Abstract

In studies that compared the reversible P2Y12 inhibitor ticagrelor with the irreversible inhibitor clopidogrel, dyspnea was observed more frequently among ticagrelor-treated patients than among clopidogrel-treated patients. Because dyspnea was not associated with acidosis, pulmonary or cardiac dysfunction, alterations in the mechanisms and pathways of the sensation of dyspnea may be involved in its pathogenesis. It has been hypothesised that the sensation of dyspnea in ticagrelor-treated patients is triggered by adenosine, because ticagrelor inhibits its clearance, thereby increasing its concentration in the circulation. However, dipyridamole, a much stronger inhibitor of adenosine clearance than ticagrelor, usually does not cause dyspnea. We hypothesise that inhibition of P2Y12 on sensory neurons increases the sensation of dyspnea, particularly when reversible inhibitors are used.

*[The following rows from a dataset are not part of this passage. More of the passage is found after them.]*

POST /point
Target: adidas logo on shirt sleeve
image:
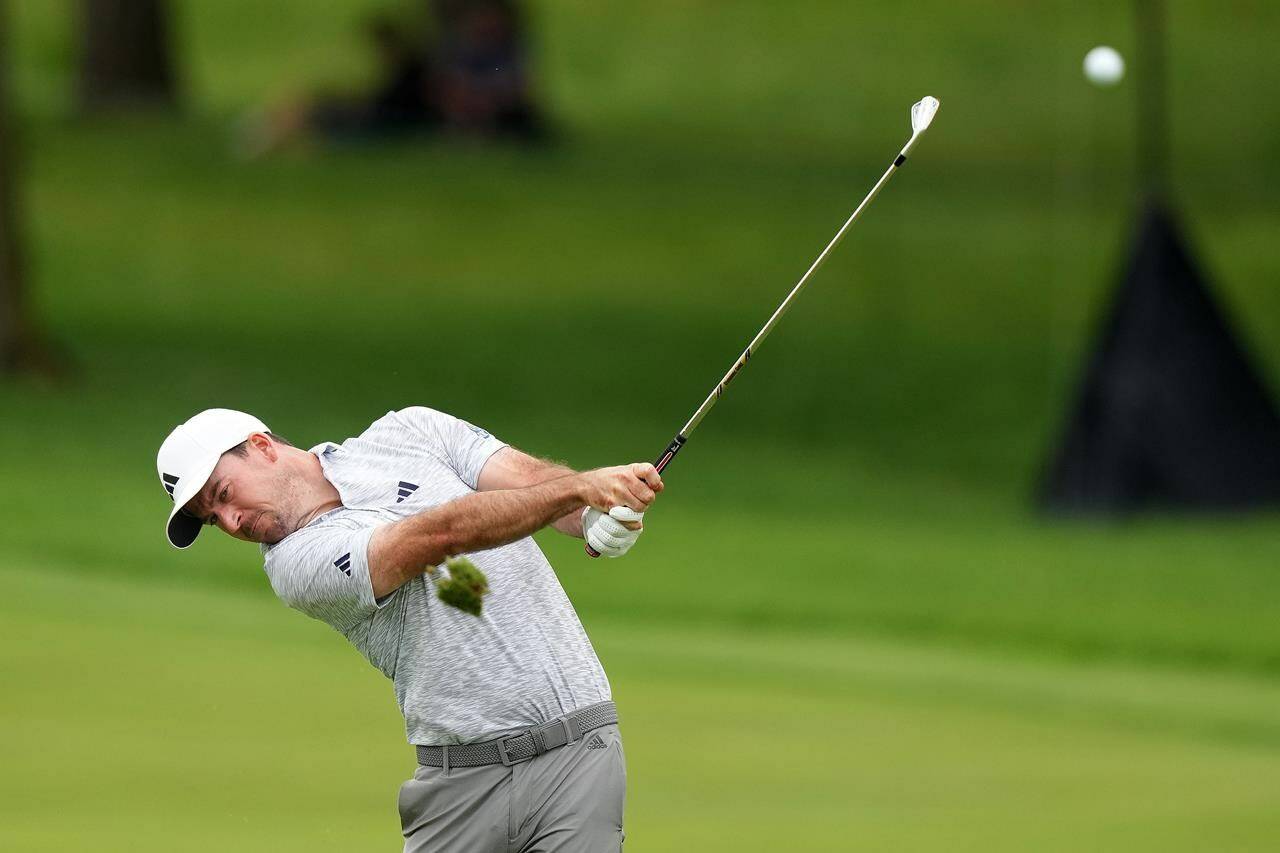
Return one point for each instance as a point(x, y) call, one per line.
point(343, 564)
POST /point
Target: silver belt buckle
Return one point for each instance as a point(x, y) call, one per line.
point(507, 761)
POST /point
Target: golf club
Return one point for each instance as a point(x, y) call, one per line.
point(922, 114)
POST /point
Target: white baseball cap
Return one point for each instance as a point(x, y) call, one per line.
point(190, 455)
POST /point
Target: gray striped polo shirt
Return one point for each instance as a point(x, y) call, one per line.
point(457, 678)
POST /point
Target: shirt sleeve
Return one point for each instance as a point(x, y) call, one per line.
point(465, 447)
point(324, 573)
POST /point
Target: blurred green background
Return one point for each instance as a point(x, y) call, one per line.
point(845, 628)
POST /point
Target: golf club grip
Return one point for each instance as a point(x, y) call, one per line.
point(663, 461)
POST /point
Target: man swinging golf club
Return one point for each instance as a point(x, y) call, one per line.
point(510, 711)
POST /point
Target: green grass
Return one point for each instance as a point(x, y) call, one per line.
point(845, 566)
point(152, 716)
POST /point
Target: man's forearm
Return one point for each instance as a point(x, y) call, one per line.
point(472, 523)
point(571, 523)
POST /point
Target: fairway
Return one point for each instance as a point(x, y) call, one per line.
point(846, 628)
point(786, 742)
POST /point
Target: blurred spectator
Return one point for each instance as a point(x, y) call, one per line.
point(469, 78)
point(483, 80)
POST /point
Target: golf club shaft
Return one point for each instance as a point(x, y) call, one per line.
point(718, 391)
point(682, 436)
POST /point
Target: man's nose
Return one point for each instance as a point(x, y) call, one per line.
point(228, 520)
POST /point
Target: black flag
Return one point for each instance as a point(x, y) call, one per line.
point(1171, 411)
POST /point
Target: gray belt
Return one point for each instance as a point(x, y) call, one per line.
point(524, 746)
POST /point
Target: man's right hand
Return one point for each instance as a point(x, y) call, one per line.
point(632, 486)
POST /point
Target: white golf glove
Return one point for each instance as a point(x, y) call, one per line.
point(606, 533)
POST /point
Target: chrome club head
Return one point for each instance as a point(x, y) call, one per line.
point(923, 113)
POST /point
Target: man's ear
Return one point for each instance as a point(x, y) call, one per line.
point(263, 443)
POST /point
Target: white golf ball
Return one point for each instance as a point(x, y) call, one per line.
point(1104, 65)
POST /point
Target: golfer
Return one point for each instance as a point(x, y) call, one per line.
point(511, 715)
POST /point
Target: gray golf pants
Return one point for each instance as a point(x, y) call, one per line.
point(565, 801)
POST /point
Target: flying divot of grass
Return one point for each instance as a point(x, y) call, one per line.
point(465, 587)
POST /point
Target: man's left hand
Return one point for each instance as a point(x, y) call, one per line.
point(612, 534)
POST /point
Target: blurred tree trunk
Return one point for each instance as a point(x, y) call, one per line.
point(12, 323)
point(126, 55)
point(19, 346)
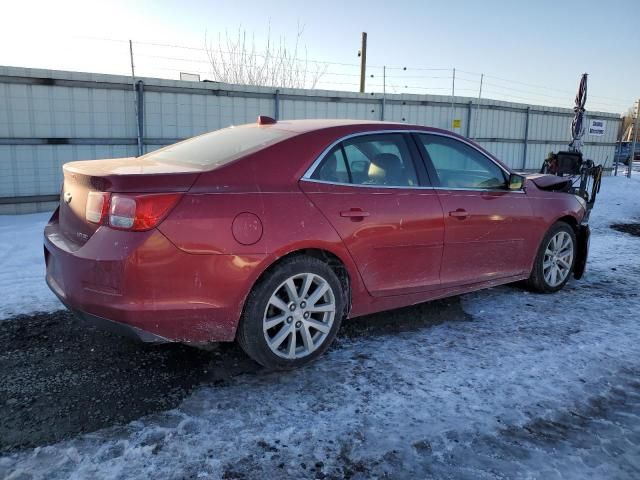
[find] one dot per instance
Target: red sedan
(272, 233)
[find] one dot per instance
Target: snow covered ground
(22, 285)
(533, 386)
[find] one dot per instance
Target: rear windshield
(220, 147)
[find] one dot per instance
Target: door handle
(460, 214)
(354, 214)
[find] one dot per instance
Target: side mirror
(516, 182)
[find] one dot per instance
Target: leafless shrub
(236, 59)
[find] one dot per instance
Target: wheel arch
(340, 266)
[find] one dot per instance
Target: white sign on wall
(597, 127)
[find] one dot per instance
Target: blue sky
(544, 45)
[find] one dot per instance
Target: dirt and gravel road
(60, 378)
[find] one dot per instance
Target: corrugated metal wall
(48, 118)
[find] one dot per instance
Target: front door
(486, 225)
(369, 189)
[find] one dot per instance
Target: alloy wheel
(299, 316)
(558, 258)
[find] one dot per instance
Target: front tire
(292, 314)
(555, 259)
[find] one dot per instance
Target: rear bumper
(139, 284)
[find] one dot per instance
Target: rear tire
(555, 259)
(292, 314)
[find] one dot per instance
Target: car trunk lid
(122, 175)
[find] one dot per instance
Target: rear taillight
(140, 212)
(97, 207)
(129, 212)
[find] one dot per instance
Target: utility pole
(384, 90)
(135, 100)
(453, 93)
(475, 120)
(635, 138)
(363, 61)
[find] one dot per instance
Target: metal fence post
(140, 100)
(526, 139)
(635, 139)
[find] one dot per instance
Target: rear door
(377, 198)
(488, 228)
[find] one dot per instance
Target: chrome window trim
(311, 170)
(408, 187)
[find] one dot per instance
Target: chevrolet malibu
(272, 233)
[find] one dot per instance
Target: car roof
(303, 126)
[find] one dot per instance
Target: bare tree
(235, 59)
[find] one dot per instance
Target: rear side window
(460, 166)
(220, 147)
(383, 160)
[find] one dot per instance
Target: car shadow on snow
(60, 378)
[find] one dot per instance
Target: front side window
(383, 160)
(459, 165)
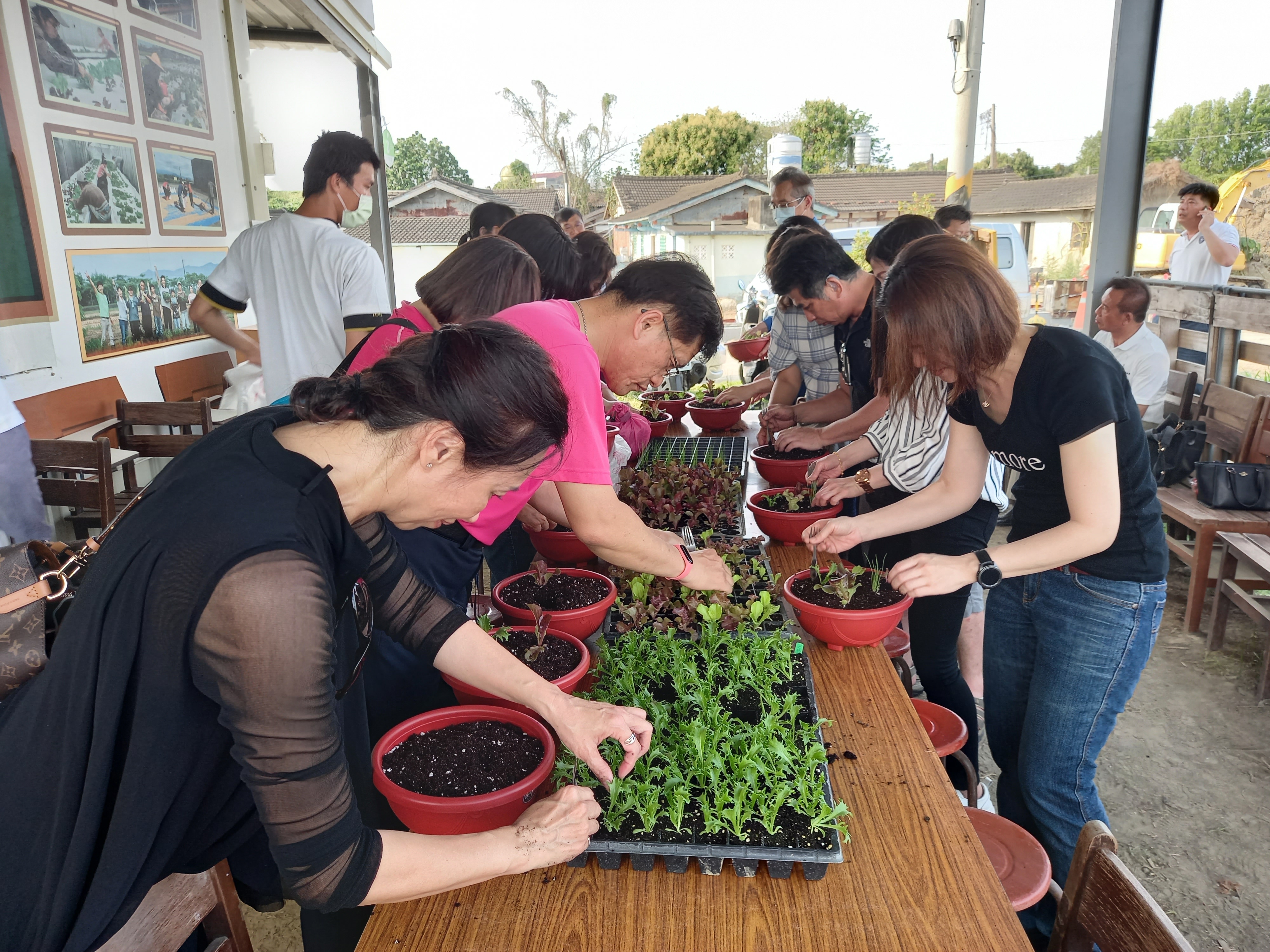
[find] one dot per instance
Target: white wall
(36, 343)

We base our hypothesis on the following considerations: 1) cangrelor and elinogrel, which, like ticagrelor, are reversible P2Y12 inhibitors, also increase the incidence of dyspnea; 2) it is biologically plausible that inhibition of P2Y12 on sensory neurons increases the sensation of dyspnea; 3) inhibition of P2Y12 on platelets (which do not have a nucleus) by clopidogrel is permanent, despite the once daily administration and the short plasma half-life of the inhibitor; 4) in contrast, inhibition of P2Y12 on neurons by clopidogrel may be temporary and transient, because neurons have a nucleus and can therefore rapidly replace the inhibited receptors with newly synthetised ones; 5) inhibition of P2Y12 on neurons by reversible inhibitors is permanent, because the plasma drug concentration is maintained high by repeated dosing, in order to ensure permanent inhibition of platelet P2Y12.